婚約破棄を言い渡されさらに断罪をされそうです。やれるものならやって頂きます!(寸劇)
煌びやかな大ホール、オーケストラの生演奏、それに見合う色鮮やかなドレスを見に纏った貴婦人や令嬢。
王宮主催の舞踊会ともあって華やかな会であった。
広いホールの真ん中でテノールの声の持ち主が、その場に相応しくない事を口走る。
「リチャード・ミランダ侯爵令嬢、私との婚約解消してもらおう!」
ミランダ令嬢は現在の宰相、リチャード・ミハエル公爵の娘である。今年で17歳、社交デビューして1年である。美しい黒髪にバイオレットの瞳、背が高くスタイルも素晴らしい。社交会では美の女神とも言われている。特技はハープ、腕前はコンサートを開くぐらいである。
勿論、勉学も男顔負けである。
国王陛下に見染められ王太子殿下の婚約されそうだったので第二王子の妃ならと宰相の父に頼んで国王を丸め込んで第二王子の婚約者になった。
理由は王太子妃と言う地位がとても面倒と言う事。まぁ、第ニ王子か第三王子の妃なら公務も少なく楽だろう。王太子殿下でなければどちらでも良いとミランダは軽くみていた。そんなわけで第二王子は20歳で第三王子は14歳、歳の釣り合いを考えて第二王子の婚約者となった。
どうせなら正妃でなく側室でも良かったと思っていた。サッサとどこか適当な貴族と婚約させてくれてたら面倒な王族に嫁がなくても良かったのにと父を恨んだ事もあった。
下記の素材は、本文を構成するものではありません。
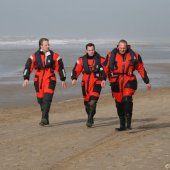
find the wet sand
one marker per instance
(67, 144)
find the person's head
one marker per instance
(44, 44)
(90, 48)
(122, 46)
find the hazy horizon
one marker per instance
(75, 19)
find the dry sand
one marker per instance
(68, 145)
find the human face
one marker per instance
(122, 47)
(90, 51)
(45, 46)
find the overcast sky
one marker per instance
(113, 19)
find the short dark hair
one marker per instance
(42, 40)
(90, 45)
(123, 41)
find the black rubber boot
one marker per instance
(92, 111)
(121, 114)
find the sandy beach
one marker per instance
(67, 144)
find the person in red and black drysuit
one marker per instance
(45, 62)
(93, 79)
(119, 66)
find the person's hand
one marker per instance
(25, 83)
(103, 83)
(64, 85)
(74, 82)
(148, 86)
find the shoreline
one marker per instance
(67, 144)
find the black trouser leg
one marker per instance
(40, 101)
(121, 114)
(92, 111)
(86, 105)
(45, 108)
(128, 108)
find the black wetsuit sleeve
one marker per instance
(61, 70)
(27, 69)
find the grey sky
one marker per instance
(132, 19)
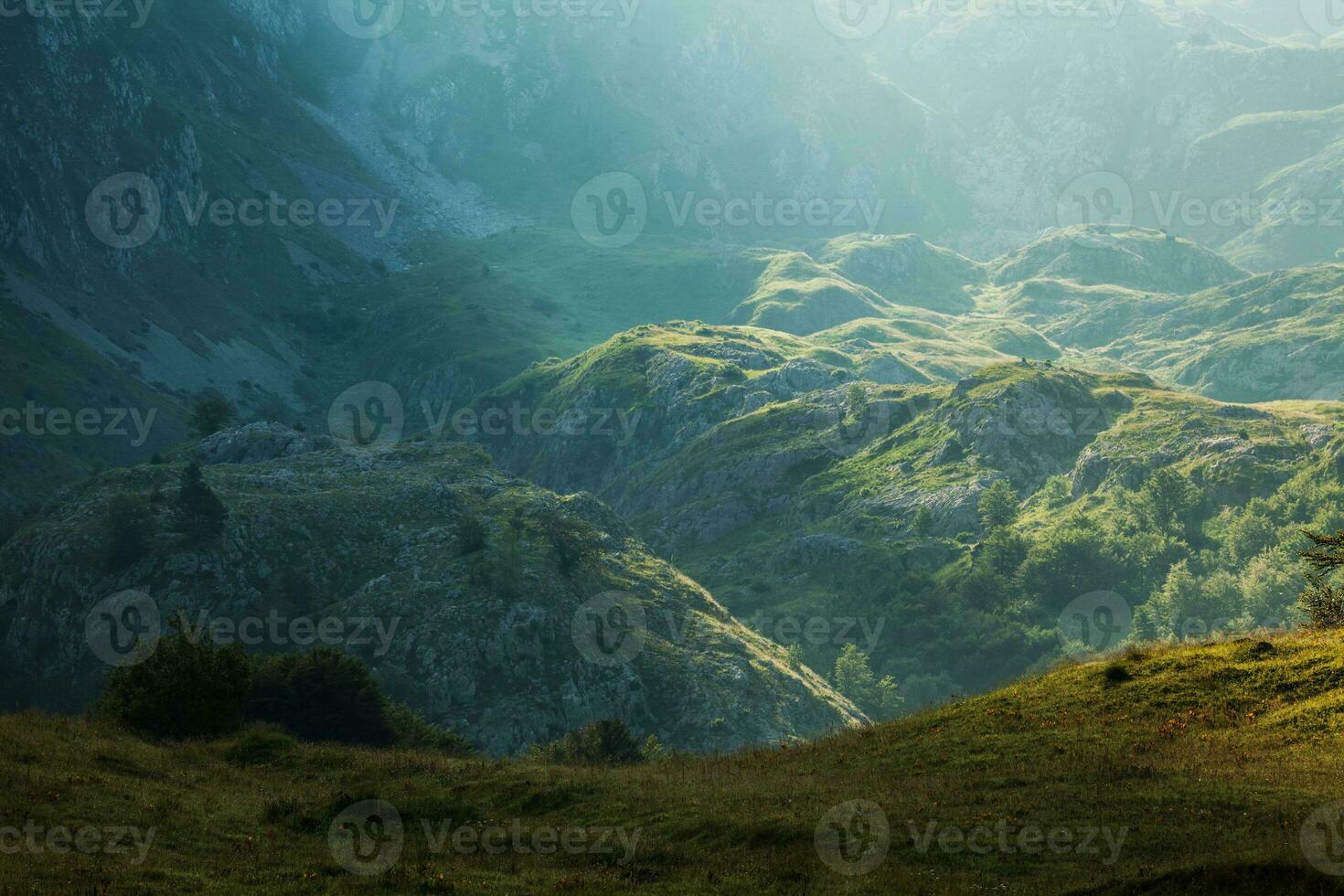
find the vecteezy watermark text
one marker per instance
(375, 19)
(1027, 840)
(613, 209)
(60, 422)
(86, 840)
(134, 10)
(368, 837)
(125, 211)
(279, 630)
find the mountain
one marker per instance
(792, 486)
(466, 592)
(1090, 778)
(459, 155)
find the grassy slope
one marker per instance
(1211, 756)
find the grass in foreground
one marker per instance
(1172, 770)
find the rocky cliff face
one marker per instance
(507, 613)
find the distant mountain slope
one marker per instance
(457, 570)
(1266, 337)
(791, 485)
(1125, 257)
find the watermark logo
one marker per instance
(368, 19)
(123, 629)
(1324, 16)
(368, 417)
(852, 19)
(1323, 838)
(609, 630)
(368, 838)
(1095, 623)
(611, 211)
(854, 837)
(1101, 197)
(123, 211)
(847, 430)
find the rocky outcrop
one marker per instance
(448, 577)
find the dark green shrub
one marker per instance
(200, 515)
(325, 695)
(211, 414)
(603, 743)
(1115, 673)
(260, 744)
(411, 730)
(471, 536)
(1323, 602)
(126, 526)
(187, 688)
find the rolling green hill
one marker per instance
(795, 488)
(1167, 770)
(466, 592)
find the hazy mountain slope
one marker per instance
(792, 486)
(481, 629)
(1270, 336)
(1029, 108)
(1125, 257)
(1106, 762)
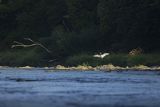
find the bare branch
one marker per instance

(どうせ、貴族は政略結婚。少しでも面倒でない方がいい。)
当の婚約者のアルファ王子は容姿は少し細身の金髪の青い瞳、顔はそれなりに麗しいがミランダの好みではなく性格はよくいる貴族体質の我儘王子様である。
ナルシスト性質でよく自分は惚れられてると勘違いする。実際は腐っても王子それなりにオモテになる。カリスマ性が全くなし、学力も頑張って上の中。ミランダが評価したアルファ王子である。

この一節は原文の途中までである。